# First CZ



## M4Eagle (Nov 6, 2015)

After owning many top quality firearms, I finally picked up a CZ 75 SP01 and it’s becoming. A favorite along with my Beretta M9


----------



## MoMan (Dec 27, 2010)

CONGRATS!! Let's see some pics of your CZ!!

Oh, I think you are going to really like that CZ!!

Ask me how I know!!


----------



## PhuBai70 (Sep 26, 2019)

I don't have a CZ but I have a Tanfoglio (EAA) Witness in 45 ACP. I bought it in 1998 and it was a keeper from the first time I fired it.


----------



## W1bowo (Aug 25, 2019)

PhuBai70 said:


> I don't have a CZ but I have a Tanfoglio (EAA) Witness in 45 ACP. I bought it in 1998 and it was a keeper from the first time I fired it.
> 
> View attachment 17621


+1


----------



## hotshot357 (Oct 23, 2019)

I have recently bought a CZ and it has quickly became my favorite.
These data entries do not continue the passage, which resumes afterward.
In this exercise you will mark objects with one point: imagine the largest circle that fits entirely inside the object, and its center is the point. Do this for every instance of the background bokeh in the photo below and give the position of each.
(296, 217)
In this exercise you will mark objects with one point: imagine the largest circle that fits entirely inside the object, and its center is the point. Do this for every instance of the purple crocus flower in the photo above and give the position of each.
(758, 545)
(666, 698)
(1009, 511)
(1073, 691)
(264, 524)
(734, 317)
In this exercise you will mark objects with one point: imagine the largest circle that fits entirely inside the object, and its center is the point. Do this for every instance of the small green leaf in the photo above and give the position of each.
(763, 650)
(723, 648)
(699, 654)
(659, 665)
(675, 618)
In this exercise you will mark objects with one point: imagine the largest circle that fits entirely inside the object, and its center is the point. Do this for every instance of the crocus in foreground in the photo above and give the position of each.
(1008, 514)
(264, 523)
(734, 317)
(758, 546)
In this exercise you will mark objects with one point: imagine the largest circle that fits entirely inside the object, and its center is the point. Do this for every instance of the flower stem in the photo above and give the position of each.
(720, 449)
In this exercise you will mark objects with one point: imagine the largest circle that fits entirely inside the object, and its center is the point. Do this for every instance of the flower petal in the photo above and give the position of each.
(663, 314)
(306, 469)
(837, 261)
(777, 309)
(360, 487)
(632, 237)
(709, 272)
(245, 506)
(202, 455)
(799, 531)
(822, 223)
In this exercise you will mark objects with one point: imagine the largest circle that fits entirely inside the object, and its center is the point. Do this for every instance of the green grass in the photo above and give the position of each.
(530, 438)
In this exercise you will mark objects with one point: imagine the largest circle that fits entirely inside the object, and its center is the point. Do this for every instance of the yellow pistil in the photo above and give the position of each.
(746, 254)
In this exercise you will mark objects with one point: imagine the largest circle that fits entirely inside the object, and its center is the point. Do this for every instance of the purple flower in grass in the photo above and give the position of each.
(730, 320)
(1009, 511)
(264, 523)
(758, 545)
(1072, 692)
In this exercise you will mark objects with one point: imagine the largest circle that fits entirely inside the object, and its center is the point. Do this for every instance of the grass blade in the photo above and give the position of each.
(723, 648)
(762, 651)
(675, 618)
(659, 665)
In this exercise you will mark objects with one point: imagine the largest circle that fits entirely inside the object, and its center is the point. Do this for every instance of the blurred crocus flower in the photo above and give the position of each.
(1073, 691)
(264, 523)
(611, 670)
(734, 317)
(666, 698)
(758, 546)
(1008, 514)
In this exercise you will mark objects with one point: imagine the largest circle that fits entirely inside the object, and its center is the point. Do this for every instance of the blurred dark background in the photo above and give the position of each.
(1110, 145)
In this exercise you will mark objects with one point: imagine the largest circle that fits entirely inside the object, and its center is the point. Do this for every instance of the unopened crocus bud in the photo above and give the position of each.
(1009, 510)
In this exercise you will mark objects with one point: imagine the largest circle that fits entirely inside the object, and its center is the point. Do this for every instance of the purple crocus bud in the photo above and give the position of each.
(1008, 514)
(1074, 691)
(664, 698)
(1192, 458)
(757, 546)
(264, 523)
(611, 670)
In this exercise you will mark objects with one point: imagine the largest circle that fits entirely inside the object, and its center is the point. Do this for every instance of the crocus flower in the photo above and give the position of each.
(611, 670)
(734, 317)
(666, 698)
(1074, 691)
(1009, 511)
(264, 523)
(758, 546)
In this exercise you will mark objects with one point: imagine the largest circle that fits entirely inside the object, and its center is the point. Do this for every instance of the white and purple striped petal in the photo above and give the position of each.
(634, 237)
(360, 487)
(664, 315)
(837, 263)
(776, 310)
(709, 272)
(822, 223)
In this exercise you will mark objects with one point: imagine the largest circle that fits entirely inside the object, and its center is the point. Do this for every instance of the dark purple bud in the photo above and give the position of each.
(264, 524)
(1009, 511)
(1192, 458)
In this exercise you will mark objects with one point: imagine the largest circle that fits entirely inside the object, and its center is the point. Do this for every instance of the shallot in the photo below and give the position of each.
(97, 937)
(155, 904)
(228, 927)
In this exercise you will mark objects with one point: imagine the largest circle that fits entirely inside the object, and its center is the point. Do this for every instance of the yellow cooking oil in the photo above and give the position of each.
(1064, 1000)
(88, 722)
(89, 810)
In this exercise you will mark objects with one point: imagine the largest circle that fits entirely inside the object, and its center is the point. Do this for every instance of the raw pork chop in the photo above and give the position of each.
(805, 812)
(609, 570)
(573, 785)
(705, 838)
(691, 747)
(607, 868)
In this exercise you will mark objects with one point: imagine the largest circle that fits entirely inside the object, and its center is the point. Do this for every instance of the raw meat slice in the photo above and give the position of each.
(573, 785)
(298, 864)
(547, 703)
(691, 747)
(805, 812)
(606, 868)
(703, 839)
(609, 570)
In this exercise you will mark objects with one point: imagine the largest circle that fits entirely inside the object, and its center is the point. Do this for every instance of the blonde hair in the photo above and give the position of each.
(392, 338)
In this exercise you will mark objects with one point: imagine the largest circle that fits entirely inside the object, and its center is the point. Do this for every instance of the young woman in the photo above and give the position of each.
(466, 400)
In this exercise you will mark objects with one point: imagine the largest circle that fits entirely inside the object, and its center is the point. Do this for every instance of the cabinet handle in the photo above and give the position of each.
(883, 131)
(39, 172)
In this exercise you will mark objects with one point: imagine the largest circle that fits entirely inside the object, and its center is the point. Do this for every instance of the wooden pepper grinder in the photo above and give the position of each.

I hope you enjoy your as much as I enjoy mine.


----------



## Tangof (Jan 26, 2014)

Can't stand to even look at another one...


----------



## MoMan (Dec 27, 2010)

PhuBai70 said:


> I don't have a CZ but I have a Tanfoglio (EAA) Witness in 45 ACP. I bought it in 1998 and it was a keeper from the first time I fired it.
> 
> View attachment 17621


Yea, the Tanfoglio handguns are REALLY nice guns as well. I had an EAA Witness Poly C in .45acp a while ago. It was a poly compact clone of the CZ line. There are some really good CZ clones out there.


----------



## berettatoter (Sep 1, 2011)

Tangof said:


> Can't stand to even look at another one...
> View attachment 17637
> View attachment 17638
> View attachment 17639


Wow, nice collection!


----------